Mysterious 20-Year-Old Analog Media?
discHead asks: "Presently I work for a transcription company. We received an interesting medium that we're having trouble identifying. It looks like a 3.5-inch floppy, but just the magnetic disc itself--no plastic shell, not even a metal hub in the center. It's punched with a small center hole and an additional wedge-shaped hole nearby (but in a different position and smaller than the rectangular hole in a standard floppy's metal hub). It's foil-stamped with a 3M logo and a serial number, but 3M referred us to Imation and Imation is stumped. Our only other clues: we're told it's an analog(!) audio recording and that it dates back to about 1985. Our Google research has yet to turn up anything. Anyone know what in tarnation this thing is and what we can do with it?"
Show pictures and serial number, or buy us a crystal ball
picture(1) == words x 1000;
That disk is from the future! It holds the encoding of DNA from the human race 100,000 years in the future! They have cured all major disease and live in a utopic creative society! Do you realize what you have got?!?! You can be on the cover of Time Magazine!!!!

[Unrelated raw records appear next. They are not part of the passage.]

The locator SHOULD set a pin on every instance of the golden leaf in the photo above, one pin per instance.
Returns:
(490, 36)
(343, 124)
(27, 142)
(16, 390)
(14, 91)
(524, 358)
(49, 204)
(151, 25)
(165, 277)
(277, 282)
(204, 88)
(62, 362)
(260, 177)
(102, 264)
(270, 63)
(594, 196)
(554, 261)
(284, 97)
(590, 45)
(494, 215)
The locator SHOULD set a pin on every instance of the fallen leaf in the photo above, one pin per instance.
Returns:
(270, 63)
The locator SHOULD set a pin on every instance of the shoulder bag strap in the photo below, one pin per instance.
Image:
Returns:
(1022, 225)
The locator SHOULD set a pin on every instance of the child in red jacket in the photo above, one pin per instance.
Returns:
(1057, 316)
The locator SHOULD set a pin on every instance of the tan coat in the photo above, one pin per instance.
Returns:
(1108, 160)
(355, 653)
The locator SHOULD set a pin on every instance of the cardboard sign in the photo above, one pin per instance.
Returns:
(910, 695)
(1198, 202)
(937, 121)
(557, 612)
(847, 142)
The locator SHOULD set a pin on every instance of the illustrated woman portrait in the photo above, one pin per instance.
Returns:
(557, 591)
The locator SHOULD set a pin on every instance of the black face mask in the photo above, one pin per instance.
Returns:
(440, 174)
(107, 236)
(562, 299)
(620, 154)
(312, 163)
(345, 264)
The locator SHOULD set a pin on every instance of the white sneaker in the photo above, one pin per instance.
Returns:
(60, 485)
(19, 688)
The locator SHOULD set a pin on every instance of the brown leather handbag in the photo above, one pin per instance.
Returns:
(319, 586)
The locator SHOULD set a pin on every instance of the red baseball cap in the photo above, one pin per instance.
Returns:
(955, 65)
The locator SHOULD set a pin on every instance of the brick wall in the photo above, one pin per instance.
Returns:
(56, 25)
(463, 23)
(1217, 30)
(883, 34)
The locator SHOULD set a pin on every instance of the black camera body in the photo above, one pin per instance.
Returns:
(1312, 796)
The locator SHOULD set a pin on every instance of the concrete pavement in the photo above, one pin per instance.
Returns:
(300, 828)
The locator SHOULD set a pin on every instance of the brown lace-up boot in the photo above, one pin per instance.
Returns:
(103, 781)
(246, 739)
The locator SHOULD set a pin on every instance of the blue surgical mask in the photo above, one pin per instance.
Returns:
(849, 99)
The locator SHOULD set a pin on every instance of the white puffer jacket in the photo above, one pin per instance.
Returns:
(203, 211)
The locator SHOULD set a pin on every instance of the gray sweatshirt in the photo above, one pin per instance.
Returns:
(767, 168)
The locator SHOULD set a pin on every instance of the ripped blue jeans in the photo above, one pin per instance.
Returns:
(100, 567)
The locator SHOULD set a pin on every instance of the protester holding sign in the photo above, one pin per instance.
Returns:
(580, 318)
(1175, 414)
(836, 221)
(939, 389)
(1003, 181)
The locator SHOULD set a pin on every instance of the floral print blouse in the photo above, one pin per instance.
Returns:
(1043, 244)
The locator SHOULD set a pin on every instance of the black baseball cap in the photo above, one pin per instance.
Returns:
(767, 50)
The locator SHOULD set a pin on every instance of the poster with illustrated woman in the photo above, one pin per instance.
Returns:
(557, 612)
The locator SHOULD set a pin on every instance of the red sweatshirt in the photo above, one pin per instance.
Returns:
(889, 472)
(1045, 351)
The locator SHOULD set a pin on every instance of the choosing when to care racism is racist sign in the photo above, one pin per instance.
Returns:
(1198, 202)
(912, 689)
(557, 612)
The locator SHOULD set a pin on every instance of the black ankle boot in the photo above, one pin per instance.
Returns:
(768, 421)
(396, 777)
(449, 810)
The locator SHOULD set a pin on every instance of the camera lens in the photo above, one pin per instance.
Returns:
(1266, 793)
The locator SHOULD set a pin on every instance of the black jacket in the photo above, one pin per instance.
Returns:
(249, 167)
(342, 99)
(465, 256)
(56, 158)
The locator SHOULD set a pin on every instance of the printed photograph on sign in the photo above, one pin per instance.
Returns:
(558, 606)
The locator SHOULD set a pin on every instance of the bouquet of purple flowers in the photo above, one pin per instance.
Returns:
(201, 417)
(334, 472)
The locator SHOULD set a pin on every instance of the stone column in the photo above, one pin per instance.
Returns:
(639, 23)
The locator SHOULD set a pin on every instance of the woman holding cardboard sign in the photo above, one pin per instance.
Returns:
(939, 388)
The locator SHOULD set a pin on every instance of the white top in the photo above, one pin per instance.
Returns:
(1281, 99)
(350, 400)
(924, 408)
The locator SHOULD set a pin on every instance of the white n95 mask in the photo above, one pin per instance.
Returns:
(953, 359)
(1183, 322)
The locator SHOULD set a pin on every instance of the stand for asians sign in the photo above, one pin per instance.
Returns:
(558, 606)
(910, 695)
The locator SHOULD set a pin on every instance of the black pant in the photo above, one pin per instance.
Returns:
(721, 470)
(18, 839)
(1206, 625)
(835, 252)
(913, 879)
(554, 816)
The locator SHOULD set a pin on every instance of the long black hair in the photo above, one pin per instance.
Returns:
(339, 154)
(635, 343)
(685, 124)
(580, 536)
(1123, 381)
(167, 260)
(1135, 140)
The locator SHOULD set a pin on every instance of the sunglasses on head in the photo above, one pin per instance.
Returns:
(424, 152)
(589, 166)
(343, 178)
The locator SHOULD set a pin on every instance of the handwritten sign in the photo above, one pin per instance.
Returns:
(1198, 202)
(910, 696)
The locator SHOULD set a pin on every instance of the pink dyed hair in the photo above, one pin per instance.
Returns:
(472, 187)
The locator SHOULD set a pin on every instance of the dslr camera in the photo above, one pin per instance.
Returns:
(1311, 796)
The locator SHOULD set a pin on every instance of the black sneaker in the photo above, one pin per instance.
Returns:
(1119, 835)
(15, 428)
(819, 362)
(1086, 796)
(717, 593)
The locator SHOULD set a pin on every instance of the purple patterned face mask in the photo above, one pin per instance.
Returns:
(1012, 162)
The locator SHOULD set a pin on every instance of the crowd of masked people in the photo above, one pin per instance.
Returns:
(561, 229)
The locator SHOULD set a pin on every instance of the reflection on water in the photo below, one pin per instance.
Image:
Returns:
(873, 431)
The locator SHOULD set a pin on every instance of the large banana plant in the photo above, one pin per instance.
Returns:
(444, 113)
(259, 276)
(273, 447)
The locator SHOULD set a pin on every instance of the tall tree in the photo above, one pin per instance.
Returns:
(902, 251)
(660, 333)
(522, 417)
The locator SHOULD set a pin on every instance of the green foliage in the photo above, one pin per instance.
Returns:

Why is Imation so sure it's an analog disk? I've never heard of disks being used for magnetic analog recording. (There's vinyl disks, of course, but they're mechnical recordings.) And why would anybody create one? Once you go to all the trouble of creating the hardware to access the tracks, you're pretty much in the digital world anyway, and might as well go all the way.
Anyone know what in tarnation this thing is and what we can do with it?
Play Frizbee?
Be relentless!
I am in possession of another mysterious media, said to be more than twenty years old. It is a black disk, perhaps 50cm diameter, made of a mysterious material that I have not been able to identify. The disk is light and has a small (~5 mm) hole in the middle. It has a spiral shaped groove covering the entire disk with and what looks like 'bands" where the spiral groove is cut deeper. In the outermost and the innermost bands it looks like there is longer between the windings.
Any idea what this could be? Could it be a media left behind by aliens trying to communicate with us?
Starting with this search: audio diskette, 1981-1988
Lead me to posts regarding compusonics who patented and marketted such a technology. Although whether it was analouge is questionable.
Regards, and I'd please let us know any outcome.
Alex
He can't take a photograph because his other archaic recording device takes 110 film and he can't find it anywhere.
I think what you have might be a disk from a Dictaphone or other dictation/transcriber machine.
I'd start by contacting Dictaphone http://www.dictaphone.com/ , then maybe Google for other Dictaphone contacts, perhaps a museum or broker of "antique" electronic gear.
Ignorance is curable, stupid is forever.
I have used such a device in the past. The media were disks with a spiral groove on one side. The groove was used to steer a magnetic recording/playback head. The device had a slider on the front to place the head anywhere on the disk.
I used the device for voice recording and for primitive analog sampling.
The Hacker's Guide To The Kernel: Don't panic()!
Long overdue, I know: a photo of the mystery disc. As I said, it looks very much like the inner portion of an ordinary floppy disk. But we're told it's about 20 years old.